Zipf-Gramming：将字节N元语法扩展至生产级恶意软件语料库 (Zipf-Gramming: Scaling Byte N-Grams Up to Production Sized Malware Corpora)

A classifier using byte n-grams as features is the only approach we have found fast enough to meet requirements in size (sub 2 MB), speed (multiple GB/s), and latency (sub 10 ms) for deployment in numerous malware detection scenarios. However, we've consistently found that 6-8 grams achieve the best accuracy on our production deployments but have been unable to deploy regularly updated models due to the high cost of finding the top-k most frequent n-grams over terabytes of executable programs. Because the Zipfian distribution well models the distribution of n-grams, we exploit its properties to develop a new top-k n-gram extractor that is up to $35\times$ faster than the previous best alternative. Using our new Zipf-Gramming algorithm, we are able to scale up our production training set and obtain up to 30\% improvement in AUC at detecting new malware. We show theoretically and empirically that our approach will select the top-k items with little error and the interplay between theory and engineering required to achieve these results.

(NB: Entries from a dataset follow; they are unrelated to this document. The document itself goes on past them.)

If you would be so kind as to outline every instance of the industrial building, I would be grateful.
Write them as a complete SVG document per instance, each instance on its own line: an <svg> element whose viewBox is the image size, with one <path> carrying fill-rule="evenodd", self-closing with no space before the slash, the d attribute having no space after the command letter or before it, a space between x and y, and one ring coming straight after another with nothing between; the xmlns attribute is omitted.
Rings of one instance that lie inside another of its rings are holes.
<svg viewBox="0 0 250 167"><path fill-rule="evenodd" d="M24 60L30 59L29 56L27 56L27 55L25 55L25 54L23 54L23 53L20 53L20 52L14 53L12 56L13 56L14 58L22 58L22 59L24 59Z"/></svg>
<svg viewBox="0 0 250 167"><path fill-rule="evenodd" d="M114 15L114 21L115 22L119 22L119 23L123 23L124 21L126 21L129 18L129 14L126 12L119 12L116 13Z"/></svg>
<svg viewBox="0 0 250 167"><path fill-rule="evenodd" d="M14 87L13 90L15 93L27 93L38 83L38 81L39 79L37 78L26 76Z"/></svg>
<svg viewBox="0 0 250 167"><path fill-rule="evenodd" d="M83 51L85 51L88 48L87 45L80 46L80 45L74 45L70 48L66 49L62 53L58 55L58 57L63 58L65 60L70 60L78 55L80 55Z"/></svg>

翻译：使用字节N元语法作为特征的分类器是我们发现的唯一能够满足多种恶意软件检测场景部署要求的方法，这些要求包括模型大小（小于2 MB）、处理速度（每秒数GB）和延迟（低于10毫秒）。然而，我们始终发现，6至8元语法在生产部署中实现了最佳准确率，但由于在数TB的可执行程序中查找前k个最频繁N元语法的成本过高，我们一直无法部署定期更新的模型。由于Zipf分布能够很好地模拟N元语法的分布，我们利用其特性开发了一种新的前k个N元语法提取器，其速度比之前最佳替代方案快高达$35\times$。通过使用我们新的Zipf-Gramming算法，我们能够扩展生产训练集，并在检测新恶意软件时获得高达30%的AUC提升。我们从理论和实证两方面证明，我们的方法能以极小的误差选择前k个项目，并阐述了实现这些结果所需的理论与工程之间的相互作用。